Maya Angelou once advised us: When someone shows you who they are, believe them. In the case of Lululemon, the signs are crystal clear.
The upscale athleisure brand, which gained popularity in the early 2000s among yoga enthusiasts, has been associated with more negative publicity than positive. Even its name has a troubling racist origin: In a 2004 interview with National Post Business Magazine, Lululemon founder and former CEO Chip Wilson revealed that the name was chosen based on a racial stereotype towards people of Japanese descent struggling to pronounce English words containing the letter “L”.
Despite backlash, Wilson did not shy away from making controversial remarks, including comments about women’s bodies that led to his resignation as CEO in 2013. His dismissive attitude towards criticism of the quality of the fabric used in Lululemon products only exacerbated the brand’s already tarnished reputation.
While Lululemon has attempted to distance itself from Wilson’s problematic statements and showcase a more inclusive image, recent reports suggest that the company’s efforts are superficial. Current and former employees have spoken out, alleging a discriminatory culture that excludes Black individuals.
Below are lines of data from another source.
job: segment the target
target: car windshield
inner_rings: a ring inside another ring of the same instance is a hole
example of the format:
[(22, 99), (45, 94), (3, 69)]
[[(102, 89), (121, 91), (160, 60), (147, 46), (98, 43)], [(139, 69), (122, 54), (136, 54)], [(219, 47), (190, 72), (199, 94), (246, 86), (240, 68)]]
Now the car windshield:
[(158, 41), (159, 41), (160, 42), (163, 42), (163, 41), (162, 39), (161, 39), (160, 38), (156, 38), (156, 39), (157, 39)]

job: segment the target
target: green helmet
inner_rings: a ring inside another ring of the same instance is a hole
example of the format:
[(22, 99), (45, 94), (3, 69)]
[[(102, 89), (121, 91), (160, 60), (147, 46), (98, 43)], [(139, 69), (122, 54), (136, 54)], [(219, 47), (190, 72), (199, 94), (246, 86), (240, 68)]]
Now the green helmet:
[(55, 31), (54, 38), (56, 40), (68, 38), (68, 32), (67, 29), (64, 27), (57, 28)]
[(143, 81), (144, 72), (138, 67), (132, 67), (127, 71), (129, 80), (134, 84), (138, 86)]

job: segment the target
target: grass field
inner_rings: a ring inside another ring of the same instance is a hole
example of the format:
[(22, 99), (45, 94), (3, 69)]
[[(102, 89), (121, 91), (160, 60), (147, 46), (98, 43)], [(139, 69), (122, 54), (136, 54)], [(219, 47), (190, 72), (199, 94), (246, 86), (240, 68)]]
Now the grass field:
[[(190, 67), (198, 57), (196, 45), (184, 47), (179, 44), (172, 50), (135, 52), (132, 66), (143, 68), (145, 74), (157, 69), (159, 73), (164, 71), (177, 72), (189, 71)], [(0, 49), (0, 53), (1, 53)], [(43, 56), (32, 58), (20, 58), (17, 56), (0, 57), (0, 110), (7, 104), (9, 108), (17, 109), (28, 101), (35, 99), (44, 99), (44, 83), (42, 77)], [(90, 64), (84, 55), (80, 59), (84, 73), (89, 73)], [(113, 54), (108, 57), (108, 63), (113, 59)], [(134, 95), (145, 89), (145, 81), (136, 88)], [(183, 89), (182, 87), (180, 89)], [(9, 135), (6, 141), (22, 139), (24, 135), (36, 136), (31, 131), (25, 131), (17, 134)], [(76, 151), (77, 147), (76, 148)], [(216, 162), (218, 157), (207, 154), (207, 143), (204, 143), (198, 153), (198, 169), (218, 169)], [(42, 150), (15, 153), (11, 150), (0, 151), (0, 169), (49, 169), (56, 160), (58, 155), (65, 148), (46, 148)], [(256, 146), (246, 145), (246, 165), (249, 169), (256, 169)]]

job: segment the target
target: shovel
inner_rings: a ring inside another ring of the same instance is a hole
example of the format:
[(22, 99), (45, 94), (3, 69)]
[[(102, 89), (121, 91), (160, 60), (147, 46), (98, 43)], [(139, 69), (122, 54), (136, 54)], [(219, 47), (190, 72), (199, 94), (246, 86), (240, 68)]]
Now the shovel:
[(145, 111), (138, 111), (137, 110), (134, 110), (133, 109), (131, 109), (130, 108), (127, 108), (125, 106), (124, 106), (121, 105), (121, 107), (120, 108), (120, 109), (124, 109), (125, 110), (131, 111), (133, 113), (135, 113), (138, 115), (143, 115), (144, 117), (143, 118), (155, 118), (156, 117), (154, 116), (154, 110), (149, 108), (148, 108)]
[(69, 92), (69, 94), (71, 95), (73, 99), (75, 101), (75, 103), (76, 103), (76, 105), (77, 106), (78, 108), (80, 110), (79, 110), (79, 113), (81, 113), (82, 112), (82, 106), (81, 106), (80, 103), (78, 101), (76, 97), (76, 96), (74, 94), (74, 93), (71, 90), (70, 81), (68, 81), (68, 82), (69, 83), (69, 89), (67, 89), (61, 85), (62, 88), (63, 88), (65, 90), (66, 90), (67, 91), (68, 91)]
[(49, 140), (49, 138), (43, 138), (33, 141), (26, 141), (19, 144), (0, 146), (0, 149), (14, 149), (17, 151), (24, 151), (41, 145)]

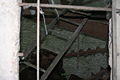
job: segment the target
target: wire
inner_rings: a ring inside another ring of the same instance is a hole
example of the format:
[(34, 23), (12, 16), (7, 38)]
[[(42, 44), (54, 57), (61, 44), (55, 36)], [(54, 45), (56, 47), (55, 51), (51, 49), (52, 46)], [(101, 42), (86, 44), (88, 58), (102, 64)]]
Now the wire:
[(40, 14), (42, 14), (42, 17), (43, 17), (44, 28), (45, 28), (45, 34), (48, 35), (48, 30), (47, 30), (45, 15), (44, 15), (44, 12), (43, 12), (42, 8), (40, 9)]
[(40, 0), (37, 0), (37, 80), (39, 80), (39, 54), (40, 54)]
[[(51, 2), (52, 2), (52, 4), (55, 4), (55, 2), (54, 2), (53, 0), (51, 0)], [(59, 12), (58, 12), (58, 10), (55, 9), (55, 12), (56, 12), (56, 14), (57, 14), (57, 17), (59, 18), (60, 16), (59, 16)]]

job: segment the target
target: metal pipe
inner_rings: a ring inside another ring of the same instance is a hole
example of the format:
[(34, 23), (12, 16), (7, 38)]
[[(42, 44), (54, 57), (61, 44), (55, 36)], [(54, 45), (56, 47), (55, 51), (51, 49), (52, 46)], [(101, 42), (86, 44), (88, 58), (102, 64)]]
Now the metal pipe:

In a recent interview with Forbes, Wilson expressed his resistance towards Lululemon’s current diversity and inclusion initiatives, emphasizing that the brand should not try to appeal to everyone but rather define its target audience.
Despite the brand’s attempts at damage control and disavowing Wilson’s remarks, the question remains: Why support a brand with such a problematic history that has failed to truly embrace Black consumers?